Bronze casting has been traced back to 1800 B.C. and has been the choice of sculptors over the centuries. Bronze is one of the most enduring mediums for indoor and outdoor sculpture; some ancient Greek sculptures have even been retrieved from the bottom of the ocean almost completely undamaged. Metal casting is a technical and complex process that involves specialized materials, machines, and furnaces. Wanner Sculpture Studio uses traditional lost wax casting methods used by the ancient Greeks to the most modern technology developed by NASA engineers as well as resin bonded sand casting. The studio's art foundry has the capacity to pour 300 pounds of molten bronze in one pour.
The process of making a large-scale bronze statue begins with the commission of a statue. This involves consultations, research, and preliminary sketches in clay. Once the clay sketch, called a maquette, is approved an armature is made and clay is applied to it.
The sculptor models the statue to his satisfaction before presenting to the client for approval.
Upon approval, the statue is ready to be cast. The first stage of the process is to divide the statue into smaller sections by pressing aluminum shims into the clay; this is to make for manageable size molds, foundry patterns, and castings.
After the entire statue is cast in plaster, the mold sections are removed from the statue and the clay is then put back into the clay containers for future use.

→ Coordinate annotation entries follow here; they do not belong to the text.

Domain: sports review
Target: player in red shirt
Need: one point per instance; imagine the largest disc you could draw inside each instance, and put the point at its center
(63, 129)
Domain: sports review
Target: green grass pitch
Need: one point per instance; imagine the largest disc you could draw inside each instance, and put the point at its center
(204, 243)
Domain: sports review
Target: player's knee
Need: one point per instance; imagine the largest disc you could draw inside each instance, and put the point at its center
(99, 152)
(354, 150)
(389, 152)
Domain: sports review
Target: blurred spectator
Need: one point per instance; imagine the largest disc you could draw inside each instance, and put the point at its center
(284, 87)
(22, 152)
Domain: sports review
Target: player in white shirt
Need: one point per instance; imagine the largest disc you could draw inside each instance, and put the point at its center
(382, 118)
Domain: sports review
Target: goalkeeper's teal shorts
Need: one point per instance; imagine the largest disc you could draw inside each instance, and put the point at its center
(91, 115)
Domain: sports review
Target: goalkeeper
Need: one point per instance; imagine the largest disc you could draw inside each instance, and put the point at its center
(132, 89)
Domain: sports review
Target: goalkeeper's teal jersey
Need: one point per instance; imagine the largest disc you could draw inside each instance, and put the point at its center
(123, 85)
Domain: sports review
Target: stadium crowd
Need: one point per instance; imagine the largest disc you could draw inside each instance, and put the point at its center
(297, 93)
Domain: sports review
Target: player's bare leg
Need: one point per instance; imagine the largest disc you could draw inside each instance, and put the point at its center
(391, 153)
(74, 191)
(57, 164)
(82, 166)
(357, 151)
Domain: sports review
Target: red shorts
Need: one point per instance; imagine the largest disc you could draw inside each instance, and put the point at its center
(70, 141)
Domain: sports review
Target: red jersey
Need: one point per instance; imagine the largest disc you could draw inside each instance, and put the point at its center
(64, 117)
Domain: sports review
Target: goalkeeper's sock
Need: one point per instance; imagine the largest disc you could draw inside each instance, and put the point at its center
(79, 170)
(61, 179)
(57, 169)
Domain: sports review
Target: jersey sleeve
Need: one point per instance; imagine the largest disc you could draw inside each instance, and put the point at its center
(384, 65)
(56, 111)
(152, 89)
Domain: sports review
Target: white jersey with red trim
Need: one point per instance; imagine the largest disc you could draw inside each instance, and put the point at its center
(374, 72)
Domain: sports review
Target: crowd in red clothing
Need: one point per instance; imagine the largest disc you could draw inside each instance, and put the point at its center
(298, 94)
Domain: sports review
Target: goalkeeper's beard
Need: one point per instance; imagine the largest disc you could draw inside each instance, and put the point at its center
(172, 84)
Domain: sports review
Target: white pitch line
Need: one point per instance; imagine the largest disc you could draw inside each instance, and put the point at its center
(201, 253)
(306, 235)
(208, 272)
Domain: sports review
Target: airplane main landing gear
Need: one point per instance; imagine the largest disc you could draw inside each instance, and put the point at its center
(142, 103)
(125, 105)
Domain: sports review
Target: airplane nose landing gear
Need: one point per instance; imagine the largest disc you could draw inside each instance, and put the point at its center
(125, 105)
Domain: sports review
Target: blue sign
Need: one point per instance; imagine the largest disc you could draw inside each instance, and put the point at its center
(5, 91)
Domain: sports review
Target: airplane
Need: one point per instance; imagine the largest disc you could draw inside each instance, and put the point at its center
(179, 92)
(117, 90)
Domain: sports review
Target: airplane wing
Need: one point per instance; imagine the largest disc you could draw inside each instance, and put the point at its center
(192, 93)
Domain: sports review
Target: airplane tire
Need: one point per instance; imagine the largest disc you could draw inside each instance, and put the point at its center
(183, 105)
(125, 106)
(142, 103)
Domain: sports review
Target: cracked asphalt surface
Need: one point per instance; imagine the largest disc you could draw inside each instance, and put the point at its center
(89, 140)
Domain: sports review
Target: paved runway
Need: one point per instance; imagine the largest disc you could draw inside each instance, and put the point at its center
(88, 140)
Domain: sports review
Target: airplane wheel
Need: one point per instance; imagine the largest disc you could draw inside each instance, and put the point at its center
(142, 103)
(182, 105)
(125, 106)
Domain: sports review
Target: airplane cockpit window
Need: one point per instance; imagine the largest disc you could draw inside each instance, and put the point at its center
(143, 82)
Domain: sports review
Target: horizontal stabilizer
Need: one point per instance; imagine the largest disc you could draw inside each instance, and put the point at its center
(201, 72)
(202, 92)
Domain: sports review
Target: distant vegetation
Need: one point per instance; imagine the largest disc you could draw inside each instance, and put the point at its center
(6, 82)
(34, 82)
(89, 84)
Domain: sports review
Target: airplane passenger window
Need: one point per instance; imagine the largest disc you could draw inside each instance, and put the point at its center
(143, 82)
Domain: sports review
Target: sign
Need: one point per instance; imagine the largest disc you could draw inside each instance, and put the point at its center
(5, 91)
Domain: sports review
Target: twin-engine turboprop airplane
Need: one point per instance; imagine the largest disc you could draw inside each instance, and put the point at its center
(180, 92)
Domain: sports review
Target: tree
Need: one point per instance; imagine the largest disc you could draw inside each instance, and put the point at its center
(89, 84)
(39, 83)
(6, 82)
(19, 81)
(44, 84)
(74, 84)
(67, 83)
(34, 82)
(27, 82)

The more critically detailed sections of the statue, i.e. head and hands, are cast in wax from the plaster molds to a thickness of 3/16", then wax channels called sprues and vents are added to the wax casting.
The other molds are cast in fiberglass to the same thickness.
Using the traditional solid investment process, the wax patterns are invested in refractory material then put into a burnout kiln where they are fired at 1000° F for two days.
This firing melts the wax pattern out of the mold and burns off any carbon caused by the burning wax.
The molds are then removed from the kiln and molten bronze is poured into the cavity left by the wax pattern.
The fiberglass foundry patterns are used to make resin-bonded sand molds. First wooden forms, called flasks, are built around the fiberglass patterns and the sodium silicate resin is mixed with silica sand and packed over the pattern.
Injecting carbon dioxide gas into the sand cures the resin-bonded sand. Once the sand becomes hard, the mold is turned over and the process is repeated to the backside of the pattern. After the backside of the mold has hardened, the flask is removed.
The mold is separated and the foundry pattern is removed.
Refractory mold wash is applied and burnt off the surface of the mold, then pouring channels, called gates, risers, and vents, are cut into the hardened sand. The mold is put back together without the foundry pattern inside, thus leaving a vacancy for the molten bronze to fill.
Bronze is then melted to 2050° F and poured into the sand mold.
The casting cools for a few minutes then is broken out of the sand mold.
Pouring sprues, vents, and risers are cut off of all of the castings, metal flashings on the edges are ground off and the castings are welded together.
The welds are then ground down and the entire surface of the statue is worked over to disguise the seams. The statue is then cleaned by sand blasting and finally with a wire wheel before a chemical patina is applied to darken the surface.
A wax sealer is applied before the statue is delivered and installed.